Hunting

This one was written for a competition which set the opening line, and had a 750 word limit.  I actually wrote an entirely different entry for the competition.

 

I like this version, though an early draft had R.O.U.S.es which were vetoed.  Unfortunately it feels too much like the intro to a story to be a proper piece of flash fiction on it’s own.  I may come back to it and finish the story…

 

Hunting

By Jason Gibbs

“Never trust anything that can think for itself if you can’t see where it keeps its brain.”

Father had always been a well of great advice.  I’m not sure that was the best for my first day at boarding school, but his heart was in the right place.  Brain too, probably.

Another favourite was, “Penguins don’t need frying pans.”  If I’m honest I still don’t know what he meant, probably something jolly healthy like: eat raw fish.  Or possibly: technology isn’t always required.  Though he probably just liked how it scanned.

Of course the advice I should have given him was, “If you’ve just shot a large cat, don’t put your head in its mouth for a triumphal shot until you’re absolutely certain it’s properly dead.”  Not snappy I realise, but might have meant he’d have seen me graduate.

The years since hadn’t been kind.  But that piece of advice, while unhelpful at boarding school, had become surprisingly useful in the last few years.

“Jenkins!  Are you day dreaming again?”

“No sir, sorry sir.  Just remembering advice from my father.”

“Jolly good chap, pity about that whole lion thing.”

“Tiger sir.”

“Yes yes.  Get to work boy.  Sewers don’t clean themselves.  Take Jones with you.”

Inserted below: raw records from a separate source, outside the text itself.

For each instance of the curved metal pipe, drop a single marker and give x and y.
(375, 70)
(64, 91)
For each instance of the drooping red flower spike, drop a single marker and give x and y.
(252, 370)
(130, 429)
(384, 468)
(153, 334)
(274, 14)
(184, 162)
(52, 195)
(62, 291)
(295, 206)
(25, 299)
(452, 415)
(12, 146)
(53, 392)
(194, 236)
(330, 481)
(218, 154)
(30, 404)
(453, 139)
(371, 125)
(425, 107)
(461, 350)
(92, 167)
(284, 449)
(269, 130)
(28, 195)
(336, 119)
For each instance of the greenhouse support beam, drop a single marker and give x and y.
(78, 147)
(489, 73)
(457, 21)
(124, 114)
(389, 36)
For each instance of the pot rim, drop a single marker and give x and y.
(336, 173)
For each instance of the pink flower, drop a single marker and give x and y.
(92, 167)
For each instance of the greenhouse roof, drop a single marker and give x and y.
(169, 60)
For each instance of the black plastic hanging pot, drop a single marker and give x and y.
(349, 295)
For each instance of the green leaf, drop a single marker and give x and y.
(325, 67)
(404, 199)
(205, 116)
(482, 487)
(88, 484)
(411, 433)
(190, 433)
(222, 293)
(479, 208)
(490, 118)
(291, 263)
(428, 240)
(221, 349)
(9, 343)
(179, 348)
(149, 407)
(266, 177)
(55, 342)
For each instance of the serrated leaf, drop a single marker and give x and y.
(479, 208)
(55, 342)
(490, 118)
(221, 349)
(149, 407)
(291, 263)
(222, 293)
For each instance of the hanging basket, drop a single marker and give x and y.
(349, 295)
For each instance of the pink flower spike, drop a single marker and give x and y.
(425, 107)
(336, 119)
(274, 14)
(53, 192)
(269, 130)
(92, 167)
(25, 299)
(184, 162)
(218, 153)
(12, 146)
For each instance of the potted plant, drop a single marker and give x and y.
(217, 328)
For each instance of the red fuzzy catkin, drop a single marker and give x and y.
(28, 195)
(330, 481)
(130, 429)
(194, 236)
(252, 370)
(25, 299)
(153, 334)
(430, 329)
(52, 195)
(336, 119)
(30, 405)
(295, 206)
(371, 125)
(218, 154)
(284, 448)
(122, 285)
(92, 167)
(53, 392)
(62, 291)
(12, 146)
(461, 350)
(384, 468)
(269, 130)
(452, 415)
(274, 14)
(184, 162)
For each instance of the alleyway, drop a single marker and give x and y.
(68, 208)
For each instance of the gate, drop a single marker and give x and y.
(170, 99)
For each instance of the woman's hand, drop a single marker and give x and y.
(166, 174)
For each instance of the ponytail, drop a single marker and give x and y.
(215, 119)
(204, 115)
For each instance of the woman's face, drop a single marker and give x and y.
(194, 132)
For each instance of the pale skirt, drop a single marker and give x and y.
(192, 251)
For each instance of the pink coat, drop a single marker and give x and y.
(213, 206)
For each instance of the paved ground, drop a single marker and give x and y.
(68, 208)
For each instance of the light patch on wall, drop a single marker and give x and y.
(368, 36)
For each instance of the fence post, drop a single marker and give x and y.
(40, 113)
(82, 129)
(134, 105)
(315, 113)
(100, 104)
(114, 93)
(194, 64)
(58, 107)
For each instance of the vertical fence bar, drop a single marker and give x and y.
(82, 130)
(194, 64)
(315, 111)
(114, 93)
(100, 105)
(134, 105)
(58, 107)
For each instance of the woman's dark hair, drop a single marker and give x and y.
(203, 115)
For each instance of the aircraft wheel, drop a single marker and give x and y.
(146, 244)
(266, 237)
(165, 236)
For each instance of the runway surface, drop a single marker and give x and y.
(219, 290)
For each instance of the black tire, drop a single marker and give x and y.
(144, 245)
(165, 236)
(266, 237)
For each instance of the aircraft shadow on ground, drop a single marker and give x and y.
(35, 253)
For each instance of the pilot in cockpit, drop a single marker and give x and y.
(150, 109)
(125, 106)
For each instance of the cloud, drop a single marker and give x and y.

I nearly groaned.  Jones was such a despicable lick-spittle.  If I wanted to stop for a toke or two he’d be off tattling before I’d taken the first draw.  Also, more seriously, he didn’t understand the job.

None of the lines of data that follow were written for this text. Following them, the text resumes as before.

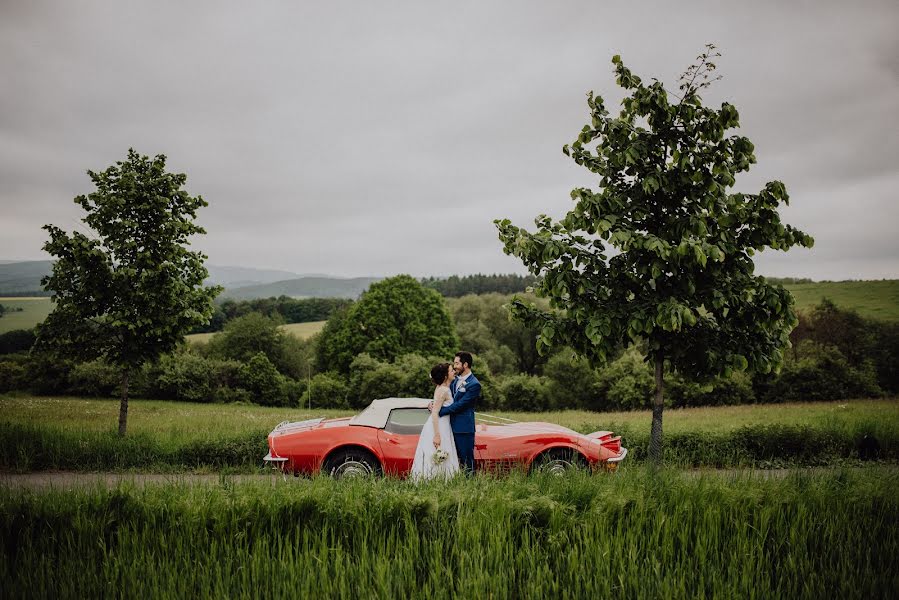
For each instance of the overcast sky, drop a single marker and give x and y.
(376, 138)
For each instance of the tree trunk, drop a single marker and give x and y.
(655, 438)
(123, 407)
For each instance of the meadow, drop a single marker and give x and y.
(34, 310)
(635, 534)
(38, 433)
(871, 299)
(299, 330)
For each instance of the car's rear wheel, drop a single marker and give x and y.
(349, 463)
(558, 461)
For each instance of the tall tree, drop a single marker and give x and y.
(131, 290)
(679, 280)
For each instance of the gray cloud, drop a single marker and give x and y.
(373, 139)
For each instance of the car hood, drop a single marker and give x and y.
(289, 427)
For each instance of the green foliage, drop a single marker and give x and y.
(821, 373)
(572, 382)
(455, 286)
(325, 390)
(407, 377)
(13, 374)
(17, 340)
(394, 317)
(683, 276)
(130, 291)
(193, 378)
(626, 384)
(247, 336)
(262, 379)
(485, 328)
(525, 393)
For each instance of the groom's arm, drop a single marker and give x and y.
(464, 402)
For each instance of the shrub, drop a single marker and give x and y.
(263, 381)
(370, 379)
(13, 376)
(17, 340)
(625, 384)
(193, 378)
(571, 382)
(721, 391)
(821, 373)
(525, 392)
(326, 390)
(247, 336)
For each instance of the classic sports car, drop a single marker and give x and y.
(383, 437)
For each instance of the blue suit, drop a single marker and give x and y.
(461, 413)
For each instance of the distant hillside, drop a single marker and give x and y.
(23, 278)
(304, 287)
(870, 299)
(235, 277)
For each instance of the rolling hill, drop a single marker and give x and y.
(304, 287)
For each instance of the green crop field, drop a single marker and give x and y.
(871, 299)
(300, 330)
(79, 434)
(636, 534)
(34, 310)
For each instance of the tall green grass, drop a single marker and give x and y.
(631, 535)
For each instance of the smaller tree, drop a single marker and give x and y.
(393, 317)
(130, 291)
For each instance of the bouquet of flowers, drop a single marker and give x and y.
(440, 456)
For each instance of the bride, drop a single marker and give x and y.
(435, 456)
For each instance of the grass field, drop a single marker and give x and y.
(871, 299)
(79, 434)
(636, 534)
(34, 310)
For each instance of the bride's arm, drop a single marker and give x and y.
(435, 413)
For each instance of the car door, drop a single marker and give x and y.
(399, 438)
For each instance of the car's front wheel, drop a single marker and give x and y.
(558, 461)
(349, 463)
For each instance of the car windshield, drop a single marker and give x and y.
(407, 421)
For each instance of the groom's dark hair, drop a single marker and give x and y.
(465, 357)
(439, 372)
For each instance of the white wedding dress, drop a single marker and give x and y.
(423, 466)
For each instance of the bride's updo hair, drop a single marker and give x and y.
(439, 373)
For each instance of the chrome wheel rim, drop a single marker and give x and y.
(558, 466)
(352, 468)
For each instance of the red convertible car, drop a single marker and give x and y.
(383, 437)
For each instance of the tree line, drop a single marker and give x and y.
(368, 350)
(455, 286)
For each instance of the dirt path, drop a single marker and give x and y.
(62, 480)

Like my father I was a hunter.  Admittedly I was hunting in the sewers of our great capital, and not out in one of the colonies.

Jones arrived, cockily throwing his hat on the peg.

I nodded to him.  We were rarely on speaking terms.  He went to get his orders, and came back with his grin quite removed.  It would have been satisfying if I didn’t have to spend the next few days with him.

“Now Jones, we’re going out to the far reaches first.  Rumours of rat activity.”

“Spencer, we work in the sewers, there are rats everywhere.”

“Dammit man, this is the kind of activity we investigate!”

He rolled his eyes.

We were well kitted out.  Leather armour, including steel toecaps and heavy gloves.  Jones had the flame thrower, and I had the flechette gun.  It fired lots of tiny ice needles, which meant it was much less likely to cause damage to the walls, and the needles rarely penetrated leather.  They’d pass through skin and fur easily though.

We set out, and I tried to be civil to Jones.

“How long have you been here Jones?”

“Four extremely boring weeks.  Look, love to chat, but my brother sent me this great podcast which I need to listen too.”

With that he plugged in, and the only sound in the tunnels was our footsteps.

After hours of walking, and a couple of silent rest stops, we started to approach the area where the rat activity had been seen.  I looked around for any clues.  Jones carried on regardless, even after I tapped him and indicated we were approaching the danger area.  He’d never seen real rats.

I noticed slash marks on the wall.  Often the bigger rats would mark the walls of their territory.  We’d had a scientist studying them, he thought there might be a rudimentary language contained within them.  I hadn’t seen him for a while.

A screech made me stop.  The worrying thing was that it was from behind.  I tapped Jones again, and tried to indicate that he needed to get the flamethrower ready.  He ignored me and kept walking.

A few steps on he stopped and then started to scrabble back.  Clearly he’d seen the rats.  It’s always a shock the first time.

He backed towards me and started the flamethrower up.

I aimed up the tunnel as the creatures came round the corner.  There were hundreds of them, their eyes sparkling in our torchlight.  We must have found one of the bigger nests.

Jones opened up with the flamethrower, and the smell of burned rat filled the tunnel.  My job was more technical; I picked off rats which escaped around the edge of the flame.  I liked to think I’d inherited my father’s marksmanship as I killed them.  Each rat was stupid, but the swarm had intelligence and if enough got round they’d be all over us, so I made sure to focus on the task.  My father would have been proud of me.